Il s'agit donc de révéler les aspects philosophiques et anthropologiques de la dispute entre Diderot et Rousseau. Nous concentrerons notre analyse bien évidemment sur les causes réelles de cette dispute, mais nous ferons en sorte de soulever aussi les accords implicites et explicites des deux philosophes. Le but étant de cerner les rapports qu'entretiennent ces deux philosophies.
Il ne s'agit cependant pas ici de replacer ces conceptions dans une histoire de la philosophie. Nous traiterons donc uniquement les sujets en commun chez Diderot et Rousseau. C'est pourquoi les conceptions matérialistes de Diderot, qui sont pourtant les plus géniales pour cet homme du XVIIIe siècle, ne pourront faire l'objet d'une partie spéciale. Nous ne pourrons en parler qu'en tant qu'elles nous sont utiles pour comprendre ce qui le distingue de Rousseau. L'idée initiale de ce travail était de savoir pourquoi, après une amitié de 15 ans, Rousseau et Diderot ont finalement choisi deux voix tout à fait séparées, voire diamétralement opposées.
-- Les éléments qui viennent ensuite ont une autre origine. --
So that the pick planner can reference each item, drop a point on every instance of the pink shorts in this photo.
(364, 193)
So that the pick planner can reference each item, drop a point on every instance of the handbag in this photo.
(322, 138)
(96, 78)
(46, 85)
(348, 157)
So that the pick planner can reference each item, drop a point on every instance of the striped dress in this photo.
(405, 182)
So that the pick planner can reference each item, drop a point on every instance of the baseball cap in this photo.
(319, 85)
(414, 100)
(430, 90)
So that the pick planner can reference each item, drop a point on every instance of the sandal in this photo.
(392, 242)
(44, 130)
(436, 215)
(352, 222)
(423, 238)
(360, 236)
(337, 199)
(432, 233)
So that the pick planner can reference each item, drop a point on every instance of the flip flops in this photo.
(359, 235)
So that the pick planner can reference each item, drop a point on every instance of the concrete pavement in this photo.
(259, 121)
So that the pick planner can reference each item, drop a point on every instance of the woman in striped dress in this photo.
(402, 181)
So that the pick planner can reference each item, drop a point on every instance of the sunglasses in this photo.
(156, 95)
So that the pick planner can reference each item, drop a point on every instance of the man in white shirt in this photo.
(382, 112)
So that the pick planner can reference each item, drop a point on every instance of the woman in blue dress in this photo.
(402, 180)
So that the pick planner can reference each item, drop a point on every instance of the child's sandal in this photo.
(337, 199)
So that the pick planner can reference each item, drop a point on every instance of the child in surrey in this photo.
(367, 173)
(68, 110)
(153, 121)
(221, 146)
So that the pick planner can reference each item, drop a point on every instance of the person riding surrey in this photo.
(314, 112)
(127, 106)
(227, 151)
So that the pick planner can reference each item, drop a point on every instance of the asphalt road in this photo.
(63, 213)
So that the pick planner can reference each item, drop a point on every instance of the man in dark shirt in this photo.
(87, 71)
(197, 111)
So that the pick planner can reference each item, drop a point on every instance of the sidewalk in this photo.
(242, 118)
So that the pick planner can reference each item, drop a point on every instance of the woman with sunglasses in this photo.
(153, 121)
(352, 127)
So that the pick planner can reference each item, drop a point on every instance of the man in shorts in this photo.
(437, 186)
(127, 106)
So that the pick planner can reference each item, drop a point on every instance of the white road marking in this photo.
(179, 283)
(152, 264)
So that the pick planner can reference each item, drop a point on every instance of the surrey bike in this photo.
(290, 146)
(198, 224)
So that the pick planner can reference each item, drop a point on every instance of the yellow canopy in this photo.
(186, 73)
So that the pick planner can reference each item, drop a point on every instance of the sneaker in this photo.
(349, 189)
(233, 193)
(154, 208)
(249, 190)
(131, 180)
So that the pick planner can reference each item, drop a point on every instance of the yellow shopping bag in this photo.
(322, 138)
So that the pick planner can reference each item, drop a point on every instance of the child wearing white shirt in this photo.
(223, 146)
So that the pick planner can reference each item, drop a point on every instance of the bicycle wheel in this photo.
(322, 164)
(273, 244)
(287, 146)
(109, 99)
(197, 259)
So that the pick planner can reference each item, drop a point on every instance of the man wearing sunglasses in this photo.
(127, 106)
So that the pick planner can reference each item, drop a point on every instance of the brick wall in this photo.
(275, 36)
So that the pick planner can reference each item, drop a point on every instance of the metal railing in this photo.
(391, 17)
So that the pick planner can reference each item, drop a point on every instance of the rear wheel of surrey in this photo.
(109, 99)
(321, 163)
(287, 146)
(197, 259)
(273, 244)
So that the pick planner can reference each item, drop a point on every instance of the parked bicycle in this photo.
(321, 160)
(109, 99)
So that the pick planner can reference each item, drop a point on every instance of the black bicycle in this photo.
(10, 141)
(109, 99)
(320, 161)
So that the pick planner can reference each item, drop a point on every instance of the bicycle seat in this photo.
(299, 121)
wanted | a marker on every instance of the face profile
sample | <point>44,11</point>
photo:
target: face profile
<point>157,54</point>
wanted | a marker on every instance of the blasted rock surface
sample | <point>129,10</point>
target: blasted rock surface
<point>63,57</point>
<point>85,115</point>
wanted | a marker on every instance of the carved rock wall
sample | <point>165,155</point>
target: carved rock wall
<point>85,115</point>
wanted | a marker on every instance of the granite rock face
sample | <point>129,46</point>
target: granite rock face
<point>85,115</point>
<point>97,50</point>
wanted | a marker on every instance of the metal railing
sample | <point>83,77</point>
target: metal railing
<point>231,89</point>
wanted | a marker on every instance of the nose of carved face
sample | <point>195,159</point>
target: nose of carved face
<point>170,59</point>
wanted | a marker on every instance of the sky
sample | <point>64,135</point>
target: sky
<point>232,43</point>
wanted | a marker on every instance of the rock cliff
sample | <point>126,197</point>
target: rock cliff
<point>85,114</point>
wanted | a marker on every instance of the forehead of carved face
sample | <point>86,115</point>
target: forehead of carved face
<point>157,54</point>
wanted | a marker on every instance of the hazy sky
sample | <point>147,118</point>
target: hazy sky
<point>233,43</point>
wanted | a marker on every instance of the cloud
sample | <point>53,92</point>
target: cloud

Si nous retenons cette dispute comme digne d'intérêt pour l'analyse philosophique, c'est qu'elle cache, à notre avis, un conflit d'idées des plus profond.
Nous nous étonnerons d'autant plus que c'est justement l'idéaliste Rousseau qui se rapproche des idées révolutionnaires et non pas le matérialiste Diderot, qui se contentera de prôner le réformisme. Nous voyons à quel point les cheminements des deux philosophes s'entrecroisent pour donner une relation très originale dans l'histoire de la philosophie. Voilà pourquoi nous avons voulu consacrer notre mémoire, en partant de cette dispute, à une étude comparée des anthropologies de Diderot et de Rousseau.
[...] Enfin, Rousseau utilise l'idée d'état de nature à une toute autre fin que ces prédécesseurs : Certes Rousseau éprouve aussi le besoin de remonter à l'état de nature, mais il nie l'idée que celui-ci puisse expliquer l'émergence d'un état civil. Car, aux yeux de Rousseau, ce qui caractérise l'état de nature c'est la dispersion. Les hommes de ces temps-là vivaient dispersés et sans aucune relation entre eux ; C'est donc en vain que, dans un pareil état, on chercherait un paradigme pour expliquer l'émergence d'une société civile. [...]
[...] À la manière d'Aristote, mais surtout de l'Essai sur le mérite et la vertu où Shaftesbury discerne dans la structure même de l'homme les ressorts qui les poussent vers d'autres individus : l'appétit sexuel, l'affection maternelle, etc. La vie en société est la seule qui permette l'épanouissement de ces inclinations naturelles. Ce qui implique que Diderot, contre Rousseau, n'oppose nullement État de nature et État social ; il y voit, de par sa conception systématique du monde, une continuité parfaite ; tout est inscrit dans le grand système de l'univers, même l'état social, qui, du coup, est aussi un phénomène naturel. [...]
[...] C'est avec un projet de musique qu'il monte à Paris : "J'arrivai à Paris dans l'automne 1741, avec 15 louis d'argent comptant, ma comédie de Narcisse, et mon projet de musique pour toute ressource"[2]. Il gagne sa subsistance en donnant quelques leçons de musique. Grâce à des personnes qu'on lui avait recommandées à Lyon et à Genève, il fait connaissance avec des personnes cultivées comme Réaumur de l'Académie des Sciences. Celui-ci lui permettra de présenter son projet de musique devant un jury de l'Académie des Sciences. [...]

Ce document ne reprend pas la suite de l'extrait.